Это было практически гребаное О-лицо, и потребовалось все самообладание, чтобы не позволить желанию прорасти и разрастись в моей системе.
— Не знаю, как, черт возьми, ты ходишь на этих ходулях весь день, в течение каждого дня. — Мне нужно было поговорить, потому что в ту секунду, когда мой большой палец надавил на ее арку, она издала хныкающий звук, который дошел прямо до моего члена.
— Не все из нас могут быть ростом в пять тысяч футов в босоножках, — сказала она, толкнув другую ногу к моей руке.
— Ты высокая для женщины, — пожал я плечами, надавливая на больное место ее второй ноги, когда она издала еще один низкий стон.

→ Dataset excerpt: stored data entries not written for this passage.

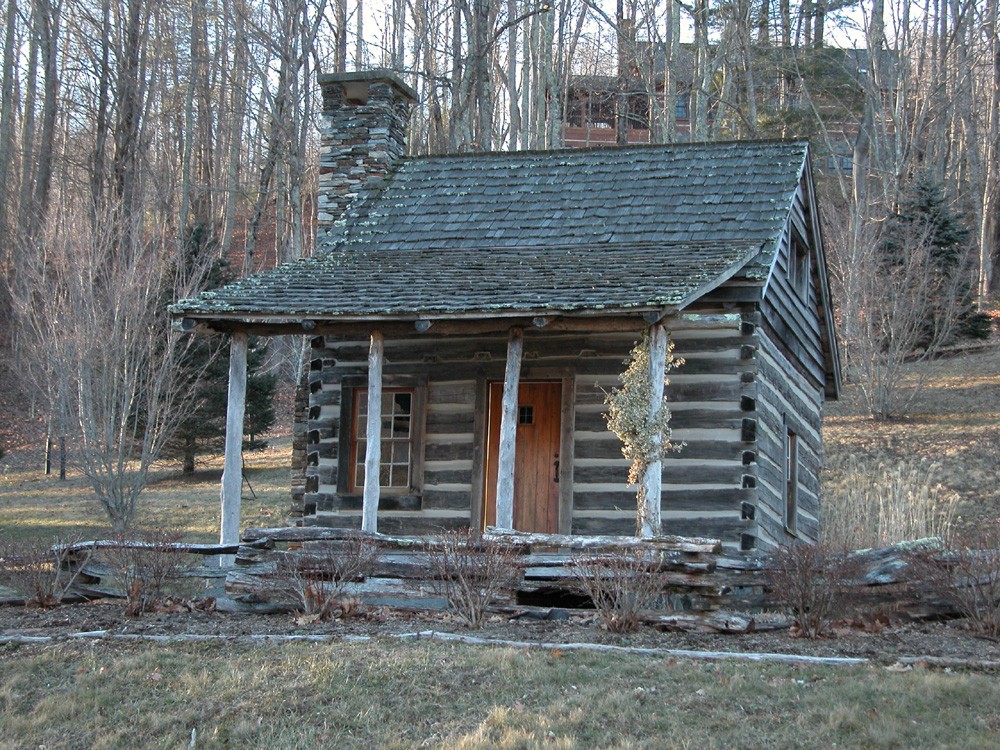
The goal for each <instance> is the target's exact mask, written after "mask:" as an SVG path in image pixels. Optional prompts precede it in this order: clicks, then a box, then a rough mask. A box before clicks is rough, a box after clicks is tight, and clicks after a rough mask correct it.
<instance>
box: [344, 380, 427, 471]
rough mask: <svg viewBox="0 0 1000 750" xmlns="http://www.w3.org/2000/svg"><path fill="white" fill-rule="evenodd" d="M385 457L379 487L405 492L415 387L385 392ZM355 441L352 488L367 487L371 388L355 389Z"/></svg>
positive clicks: (408, 458) (381, 463) (382, 450)
mask: <svg viewBox="0 0 1000 750" xmlns="http://www.w3.org/2000/svg"><path fill="white" fill-rule="evenodd" d="M379 433H380V437H381V445H382V449H381V456H380V460H379V486H380V487H381V488H382V489H385V490H395V491H405V490H407V489H409V487H410V466H411V464H412V460H411V456H412V445H411V443H412V440H411V438H412V435H413V390H412V389H409V388H387V389H386V390H384V391H383V392H382V423H381V428H380V430H379ZM351 435H352V438H353V439H352V440H351V489H352V490H356V491H360V490H362V489H363V488H364V486H365V452H366V451H367V448H368V389H367V388H358V389H357V390H356V391H355V392H354V424H353V428H352V432H351Z"/></svg>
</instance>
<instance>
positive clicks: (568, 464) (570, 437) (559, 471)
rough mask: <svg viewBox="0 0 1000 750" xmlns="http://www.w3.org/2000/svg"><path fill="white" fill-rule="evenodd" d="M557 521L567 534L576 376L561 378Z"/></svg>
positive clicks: (558, 529) (569, 520)
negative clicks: (557, 505)
mask: <svg viewBox="0 0 1000 750" xmlns="http://www.w3.org/2000/svg"><path fill="white" fill-rule="evenodd" d="M559 420H560V421H559V475H558V476H559V523H558V526H557V528H558V530H559V533H561V534H568V533H569V532H570V531H571V530H572V526H573V489H574V487H573V481H574V480H573V472H574V471H575V466H574V465H573V464H574V462H573V458H572V457H573V453H574V450H575V448H574V439H575V437H574V423H575V420H576V378H575V377H574V376H572V375H569V376H566V377H564V378H563V379H562V404H561V406H560V414H559Z"/></svg>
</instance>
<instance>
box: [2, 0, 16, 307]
mask: <svg viewBox="0 0 1000 750" xmlns="http://www.w3.org/2000/svg"><path fill="white" fill-rule="evenodd" d="M17 14H18V8H17V0H7V12H6V18H5V19H4V41H3V71H2V72H0V76H2V80H0V266H6V264H7V261H8V260H10V258H11V256H12V255H13V252H14V243H13V242H12V241H11V239H12V237H13V232H14V227H13V223H14V214H13V207H14V201H15V197H16V194H15V192H14V191H13V190H11V185H12V183H13V171H14V170H13V165H12V162H13V159H14V106H15V102H14V79H15V77H16V75H17V72H16V70H15V68H14V42H15V35H16V33H17ZM5 313H6V311H5V310H0V320H3V319H4V317H5Z"/></svg>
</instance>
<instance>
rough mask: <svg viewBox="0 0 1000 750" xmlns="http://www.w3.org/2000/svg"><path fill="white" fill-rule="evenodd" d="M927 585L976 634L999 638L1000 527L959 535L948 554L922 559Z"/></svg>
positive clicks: (932, 554)
mask: <svg viewBox="0 0 1000 750" xmlns="http://www.w3.org/2000/svg"><path fill="white" fill-rule="evenodd" d="M917 568H918V572H919V573H920V574H921V577H922V578H923V579H924V586H925V587H926V588H927V589H929V590H930V591H931V592H933V593H934V594H935V595H937V596H939V597H941V598H943V599H944V600H945V601H949V602H951V603H952V604H953V605H954V606H955V607H956V608H957V609H958V611H959V612H961V613H962V614H963V615H964V616H965V617H966V619H967V621H968V623H969V627H970V628H971V629H972V630H974V631H975V632H977V633H979V634H981V635H985V636H989V637H992V638H1000V528H998V527H996V526H992V527H985V528H981V529H977V530H975V531H971V532H968V533H965V534H961V535H956V536H955V537H954V539H953V542H952V544H951V545H950V549H949V550H947V551H940V552H935V551H927V552H925V553H924V554H923V555H922V556H921V557H920V559H919V561H918V564H917Z"/></svg>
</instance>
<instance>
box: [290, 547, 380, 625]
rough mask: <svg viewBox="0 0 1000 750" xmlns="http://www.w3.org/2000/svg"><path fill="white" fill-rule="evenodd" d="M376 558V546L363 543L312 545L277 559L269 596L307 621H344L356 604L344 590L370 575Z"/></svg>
mask: <svg viewBox="0 0 1000 750" xmlns="http://www.w3.org/2000/svg"><path fill="white" fill-rule="evenodd" d="M378 556H379V549H378V546H377V545H375V544H374V543H373V542H370V541H368V540H366V539H349V540H346V541H343V542H336V543H330V542H315V543H313V544H312V545H311V546H310V547H309V548H307V549H304V550H294V551H289V552H286V553H284V554H283V555H282V556H281V557H279V558H278V563H277V570H276V571H275V573H274V575H273V576H272V577H271V585H272V589H271V592H270V593H271V595H272V596H273V597H274V598H275V599H278V600H279V601H287V602H289V603H291V605H292V606H293V607H295V608H296V611H297V612H298V613H299V614H300V615H301V616H303V617H304V618H307V619H309V620H310V621H325V620H330V619H333V618H334V617H347V616H349V615H351V614H354V613H356V612H357V611H358V610H359V608H360V602H358V600H357V599H355V598H353V597H349V596H347V595H346V594H345V589H346V586H347V585H348V584H350V583H354V582H355V581H359V580H363V579H364V578H365V577H366V576H368V575H370V574H371V572H372V571H373V570H374V569H375V564H376V563H377V562H378Z"/></svg>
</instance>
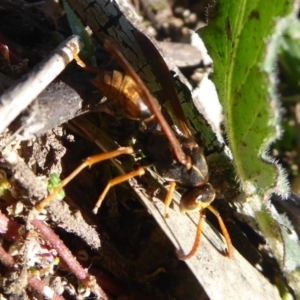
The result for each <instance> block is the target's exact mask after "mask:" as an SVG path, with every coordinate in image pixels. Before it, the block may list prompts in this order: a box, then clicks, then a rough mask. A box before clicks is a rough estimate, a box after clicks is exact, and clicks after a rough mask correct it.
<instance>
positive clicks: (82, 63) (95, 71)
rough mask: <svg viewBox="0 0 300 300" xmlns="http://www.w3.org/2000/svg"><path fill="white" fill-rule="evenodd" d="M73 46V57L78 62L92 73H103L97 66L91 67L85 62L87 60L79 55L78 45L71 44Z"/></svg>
mask: <svg viewBox="0 0 300 300" xmlns="http://www.w3.org/2000/svg"><path fill="white" fill-rule="evenodd" d="M70 46H71V51H72V55H73V58H74V59H75V60H76V62H77V64H78V65H79V66H80V67H81V68H82V69H83V70H85V71H87V72H90V73H94V74H102V72H101V71H100V70H97V69H96V68H92V67H89V66H87V65H86V64H85V62H84V61H83V60H82V59H81V58H80V57H79V55H78V54H77V52H78V51H77V46H76V45H75V44H74V43H71V44H70Z"/></svg>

После этого наступила долгая тишина, достаточно долгая, чтобы я подумал, может быть, она даже спит, прежде чем ее веки дрогнули.
— Так эти твои навыки массажа, они строго ограничены ногами?

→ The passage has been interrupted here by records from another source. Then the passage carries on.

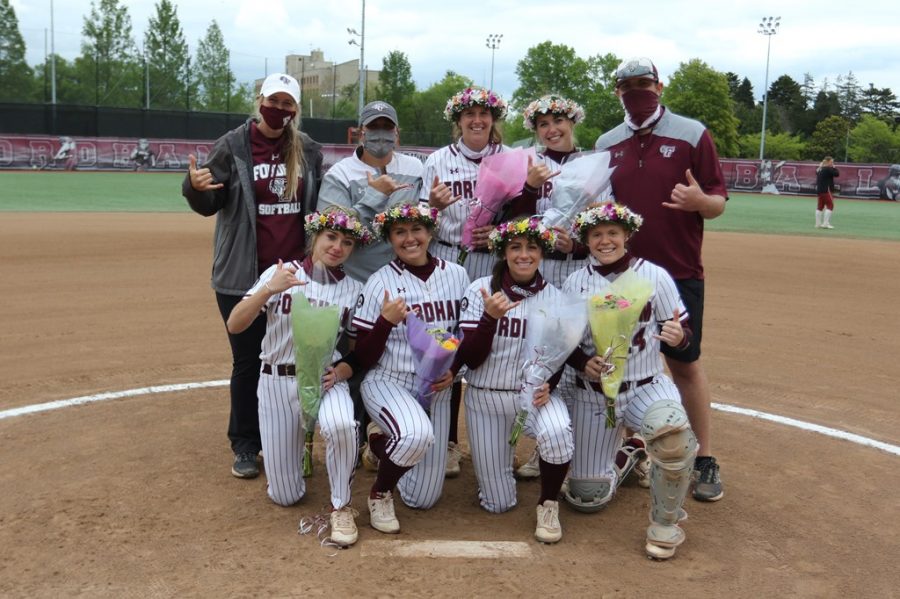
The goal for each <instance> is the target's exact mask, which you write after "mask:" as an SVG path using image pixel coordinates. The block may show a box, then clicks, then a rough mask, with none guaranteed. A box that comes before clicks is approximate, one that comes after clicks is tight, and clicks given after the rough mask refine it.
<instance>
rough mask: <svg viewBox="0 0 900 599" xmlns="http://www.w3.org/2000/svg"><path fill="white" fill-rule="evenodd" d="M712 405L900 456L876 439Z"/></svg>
mask: <svg viewBox="0 0 900 599" xmlns="http://www.w3.org/2000/svg"><path fill="white" fill-rule="evenodd" d="M711 405H712V407H713V408H714V409H716V410H721V411H722V412H729V413H731V414H740V415H742V416H750V417H751V418H759V419H760V420H768V421H769V422H777V423H778V424H784V425H787V426H793V427H796V428H799V429H803V430H805V431H811V432H814V433H819V434H820V435H825V436H826V437H834V438H835V439H843V440H844V441H850V442H851V443H857V444H859V445H865V446H866V447H874V448H875V449H880V450H881V451H886V452H888V453H892V454H894V455H900V447H898V446H896V445H891V444H890V443H884V442H883V441H876V440H875V439H870V438H869V437H863V436H862V435H857V434H855V433H848V432H847V431H842V430H838V429H836V428H829V427H827V426H822V425H821V424H813V423H811V422H804V421H802V420H796V419H794V418H788V417H786V416H779V415H777V414H769V413H767V412H760V411H758V410H750V409H748V408H739V407H737V406H729V405H728V404H720V403H713V404H711Z"/></svg>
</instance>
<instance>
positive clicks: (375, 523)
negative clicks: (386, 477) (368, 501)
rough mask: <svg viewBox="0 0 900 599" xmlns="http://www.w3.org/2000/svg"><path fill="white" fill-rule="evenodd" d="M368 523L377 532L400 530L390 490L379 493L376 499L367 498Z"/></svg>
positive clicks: (389, 532) (399, 527) (390, 531)
mask: <svg viewBox="0 0 900 599" xmlns="http://www.w3.org/2000/svg"><path fill="white" fill-rule="evenodd" d="M369 524H371V525H372V528H374V529H375V530H377V531H379V532H384V533H387V534H397V533H398V532H400V521H399V520H397V516H396V515H395V514H394V496H393V495H392V494H391V492H390V491H387V492H386V493H381V494H380V497H378V498H377V499H372V498H371V497H370V498H369Z"/></svg>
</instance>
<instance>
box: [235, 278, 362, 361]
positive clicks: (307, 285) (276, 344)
mask: <svg viewBox="0 0 900 599" xmlns="http://www.w3.org/2000/svg"><path fill="white" fill-rule="evenodd" d="M288 264H290V265H292V266H294V267H295V268H296V269H297V278H298V279H299V280H300V281H305V282H306V285H302V286H298V287H292V288H291V289H288V290H287V291H284V292H282V293H279V294H275V295H273V296H272V297H270V298H269V300H268V301H267V302H266V304H265V305H264V306H263V311H264V312H265V313H266V336H265V337H264V338H263V342H262V348H261V351H260V354H259V358H260V360H262V362H263V363H265V364H293V363H294V339H293V336H292V328H291V303H292V301H293V300H292V298H291V294H292V293H295V292H297V291H301V292H302V293H303V294H304V295H305V296H306V298H307V299H308V300H309V302H310V303H311V304H313V305H318V306H340V307H341V328H340V330H339V331H338V336H340V335H341V334H343V333H345V332H346V334H347V335H348V336H349V337H351V338H352V337H355V336H356V332H355V331H354V330H353V327H352V326H351V322H352V317H353V311H354V308H355V306H356V298H357V297H359V293H360V291H361V290H362V283H360V282H358V281H356V280H354V279H352V278H350V277H344V278H343V279H341V280H340V281H334V280H331V281H330V282H329V283H327V284H323V283H321V282H317V281H316V280H324V279H325V278H326V277H328V278H332V279H333V276H332V275H330V274H328V272H327V271H325V270H324V269H322V274H321V277H320V276H319V272H318V270H317V271H314V272H313V276H312V277H310V276H309V275H308V274H306V271H305V270H304V269H303V266H302V263H301V262H299V261H297V260H294V261H293V262H290V263H288ZM285 266H287V265H285ZM276 269H277V266H276V265H272V266H270V267H269V268H267V269H266V270H265V272H263V274H262V275H260V277H259V280H258V281H256V283H254V285H253V287H251V288H250V291H248V292H247V293H246V294H245V295H244V297H249V296H251V295H253V294H254V293H256V292H257V291H259V289H261V288H262V287H264V286H265V284H266V283H268V282H269V281H271V280H272V277H273V276H274V275H275V270H276ZM338 358H340V354H338V353H336V354H335V359H338Z"/></svg>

Я почувствовал, как мои губы
— Свернись калачиком и посмотри, — предложил я.
Не было даже колебаний, прежде чем она перевернулась на левый бок, в основном на другой бок, верхняя половина ее тела выгнулась вперед, так что ее лицо уперлось в изгиб моего плеча, давая мне почти полный доступ к ее спине.
Скажем так, тесный контакт вызывал проблемы, о которых она, к счастью, не подозревала, поскольку ее задница полностью располагалась на одном из моих бедер, а я проводил руками вверх и вниз по ее спине, копаясь и прорабатывая узлы, где находил их. Но хныканье — да, она продолжала это делать, и я не мог не задаться вопросом, что если простое поглаживание ног или спины может вызвать у нее такую бурную благодарность, то, каково это — полакомиться ее киской или глубоко зарыться в нее.
Ее тело прильнуло к моему, ее теплое дыхание коснулось моей шеи, ее руки, в конце концов, поднялись и легли на мои плечи.
— Тиг? — ее голос был низким, воздушным. Если я не ошибаюсь, она была возбуждена.
— Да, милая?
Она прижалась ко мне; мои руки легли на середину ее спины, пока она смотрела на меня, опустив веки.
— Моя лучшая подруга пропала.
Я почувствовал, как мои брови слегка сошлись.
— Я знаю.
Она тяжело сглотнула, слегка смочив губы.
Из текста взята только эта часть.